Thus, I was given an education on organic farming and food sovereignty in Zamboanga Del Sur, where I learnt about how to make vermi tea from African Night crawlers (email me for the recipe!); what goes into the creation of organic fertilizers and pesticides (vermi compost, the nitrogenous leaves of madre de cacao, the phosphorous and potassium rich Kakawati plant, etc.); the effects of the changing climate on rain-fed farming (irrigation is not wide-spread); how capitalism and climate change, the title of a presentation I gave to local (mainly female!) farmers, adversely effects women in particular; and the collection of indigenous rice seed, an important practice in itself; taken together, these measures can counteract the monopolising tendencies of global capital that lock small-scale farmers into production by way of GMO seeds, accompanying petrochemicals and the resulting control of the market. Not only that, but food sovereignty, significantly different from the more liberal term of “food security”, is giving the producers back the autonomy over production; that is, we have an ecosocialist model where production is organised by the workers on an agro-ecological basis. For it to be truly ecosocialist, however, there must be security of tenure, i.e. these initiatives must be accompanied by land reform and common ownership of the land itself, which is what the RPM-M are attempting to do!
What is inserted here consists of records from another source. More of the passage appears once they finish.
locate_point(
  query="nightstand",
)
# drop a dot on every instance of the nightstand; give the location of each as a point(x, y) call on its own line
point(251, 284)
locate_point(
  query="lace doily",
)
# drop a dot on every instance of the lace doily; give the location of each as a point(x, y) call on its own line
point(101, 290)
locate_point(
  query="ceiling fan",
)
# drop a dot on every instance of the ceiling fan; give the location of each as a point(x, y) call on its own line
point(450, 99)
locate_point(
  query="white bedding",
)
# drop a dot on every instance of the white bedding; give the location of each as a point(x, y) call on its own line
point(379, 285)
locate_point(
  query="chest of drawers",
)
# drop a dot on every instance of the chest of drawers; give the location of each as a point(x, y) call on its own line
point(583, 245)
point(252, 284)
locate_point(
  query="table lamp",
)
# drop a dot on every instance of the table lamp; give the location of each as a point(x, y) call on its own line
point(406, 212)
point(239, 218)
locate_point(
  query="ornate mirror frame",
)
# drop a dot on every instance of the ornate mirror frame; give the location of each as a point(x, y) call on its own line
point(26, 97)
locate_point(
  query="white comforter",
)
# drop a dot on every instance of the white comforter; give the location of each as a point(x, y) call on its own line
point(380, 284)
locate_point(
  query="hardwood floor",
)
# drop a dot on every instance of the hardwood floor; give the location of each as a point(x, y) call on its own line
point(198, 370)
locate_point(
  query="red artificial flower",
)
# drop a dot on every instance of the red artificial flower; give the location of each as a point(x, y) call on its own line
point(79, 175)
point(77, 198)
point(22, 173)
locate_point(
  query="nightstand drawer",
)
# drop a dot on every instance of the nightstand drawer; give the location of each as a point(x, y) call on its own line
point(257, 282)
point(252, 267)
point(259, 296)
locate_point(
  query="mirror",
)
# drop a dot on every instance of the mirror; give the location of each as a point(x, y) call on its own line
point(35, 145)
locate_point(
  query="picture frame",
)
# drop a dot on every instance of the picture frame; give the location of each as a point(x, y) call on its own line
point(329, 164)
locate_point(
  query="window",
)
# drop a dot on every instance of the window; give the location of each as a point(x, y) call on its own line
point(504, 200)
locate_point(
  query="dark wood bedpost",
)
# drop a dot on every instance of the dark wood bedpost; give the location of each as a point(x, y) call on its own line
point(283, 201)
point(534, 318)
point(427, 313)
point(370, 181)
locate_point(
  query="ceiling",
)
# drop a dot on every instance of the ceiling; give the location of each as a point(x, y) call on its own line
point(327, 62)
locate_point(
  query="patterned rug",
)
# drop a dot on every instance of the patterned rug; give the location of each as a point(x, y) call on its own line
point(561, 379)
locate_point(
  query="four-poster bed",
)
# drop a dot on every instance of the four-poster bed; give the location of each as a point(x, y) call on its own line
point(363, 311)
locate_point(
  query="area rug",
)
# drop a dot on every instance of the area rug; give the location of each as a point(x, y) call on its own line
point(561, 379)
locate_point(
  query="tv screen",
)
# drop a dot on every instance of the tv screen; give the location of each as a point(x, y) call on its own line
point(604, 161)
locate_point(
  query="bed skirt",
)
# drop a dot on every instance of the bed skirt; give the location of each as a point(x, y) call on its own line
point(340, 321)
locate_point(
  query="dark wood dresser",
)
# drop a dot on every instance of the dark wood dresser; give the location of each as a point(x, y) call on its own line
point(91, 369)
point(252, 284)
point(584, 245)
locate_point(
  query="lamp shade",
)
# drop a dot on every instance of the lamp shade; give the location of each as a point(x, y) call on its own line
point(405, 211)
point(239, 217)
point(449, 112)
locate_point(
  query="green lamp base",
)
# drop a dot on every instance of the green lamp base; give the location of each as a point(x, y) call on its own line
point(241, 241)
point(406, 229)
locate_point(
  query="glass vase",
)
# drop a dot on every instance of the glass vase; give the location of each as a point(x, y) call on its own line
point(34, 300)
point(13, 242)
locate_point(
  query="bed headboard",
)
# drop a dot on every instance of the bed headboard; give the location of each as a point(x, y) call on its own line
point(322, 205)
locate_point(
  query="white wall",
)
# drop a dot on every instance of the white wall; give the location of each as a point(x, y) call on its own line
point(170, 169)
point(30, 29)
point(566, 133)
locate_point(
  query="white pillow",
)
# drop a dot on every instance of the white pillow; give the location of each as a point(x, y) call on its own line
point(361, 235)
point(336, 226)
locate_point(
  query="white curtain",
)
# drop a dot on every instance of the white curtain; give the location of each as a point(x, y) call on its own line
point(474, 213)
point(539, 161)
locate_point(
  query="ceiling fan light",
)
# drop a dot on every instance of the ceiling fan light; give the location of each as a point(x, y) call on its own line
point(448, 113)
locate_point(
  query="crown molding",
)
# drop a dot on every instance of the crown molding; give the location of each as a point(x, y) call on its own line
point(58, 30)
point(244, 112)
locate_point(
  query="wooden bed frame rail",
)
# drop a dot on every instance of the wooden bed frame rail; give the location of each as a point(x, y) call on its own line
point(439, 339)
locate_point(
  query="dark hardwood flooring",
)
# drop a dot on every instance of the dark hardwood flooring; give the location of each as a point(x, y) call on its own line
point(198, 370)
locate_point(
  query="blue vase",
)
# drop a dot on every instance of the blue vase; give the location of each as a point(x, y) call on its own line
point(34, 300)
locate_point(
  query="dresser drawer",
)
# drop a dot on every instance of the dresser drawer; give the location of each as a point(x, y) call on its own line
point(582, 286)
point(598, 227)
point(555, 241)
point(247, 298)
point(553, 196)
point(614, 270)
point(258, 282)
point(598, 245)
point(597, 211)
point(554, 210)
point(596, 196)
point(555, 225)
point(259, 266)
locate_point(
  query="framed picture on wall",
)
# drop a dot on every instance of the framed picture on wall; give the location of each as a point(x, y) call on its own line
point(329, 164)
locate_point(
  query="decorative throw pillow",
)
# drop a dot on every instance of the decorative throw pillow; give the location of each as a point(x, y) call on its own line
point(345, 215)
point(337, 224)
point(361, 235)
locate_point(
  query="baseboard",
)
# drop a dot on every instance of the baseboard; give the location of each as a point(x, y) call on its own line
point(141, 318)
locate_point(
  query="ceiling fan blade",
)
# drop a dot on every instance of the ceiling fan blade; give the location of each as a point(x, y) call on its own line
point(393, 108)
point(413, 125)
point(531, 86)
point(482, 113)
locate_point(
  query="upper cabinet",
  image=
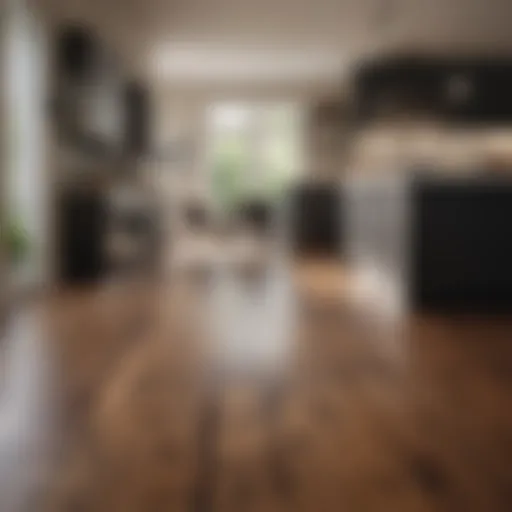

Besides Zamboanga de Sur, my visit to Lanao Del Norte, first to meet the Fisherfolk communities and then to digest the flood damage of Iligan City, was also a case in point. The Fisherfolk, for example, put forward the argument for aquatic reform – the practices of dynamite and cyanide fishing are destroying the coral and fish stocks off the coast of Mindanao, and so in order to protect the coastal regions Fisherfolk organisations are acting as conservationists, propagating mangroves in an attempt to maintain the coastal habitat and to provide a buffer against the waste that slowly slithers down from the mining operations in the mountains. Conversely, when I got to Iligan, the problems were much more urban-centric and much more devastating! Flood Sendong hit Iligan City back in December; the waters may have subsided, but the relics and hangovers of destruction remain – the crumbling bridge, smashed by the unshipped logs of the logging companies; the “temporary” evacuation centres which have been rounded up into one big camp ironically known as “Siao’s Shelter Box” (SSB) due to the donation of the land by a local politician named Siao and the conditions under which people endure; there’s the snail-paced re-housing of those hit hardest by the flood; and, ultimately, an absence of the funding promised by the Department of Social Welfare (SWD) to put people back on their feet.
But then, even with the 5,000 death toll, the outbreak of Leptospirosis, and the lack of infrastructure and security, the Filipino sprit, as ever, was not dampened by the flood waters and a strength of mind remains. My experience at MSU-ITT was testament to this. I was invited to give a lecture on “Climate and Capitalism” to a group of academics and their students as part of a forum on “Global Ecological Crisis and Proposed Alternatives” and, besides some disagreement over the REDD+ programmes of the UN, the idea of ecosocialism and what this meant was surprisingly well received; it seems that those who are hardest hit by the events of climate change are the most open to “proposed alternatives”. How ironic.
I have much more to say, but the space available here is limited, and so, with a nod to the Lumad in Cotabato and their struggle for Ancestral Domain with both the Moro Islamic Liberation Front (MILF) and Government forces, a tilt of my new Maoist hat (donated by the Secretary of PALEA) to the Asian Global Justice School and a well-received lecture on Marx and Ecology in Manila, and a wave of the hand to the friends and comrades I met during my 5 weeks, I finish with one last statement: “Mabuhay ang mga manggagawa!” – Long live the workers!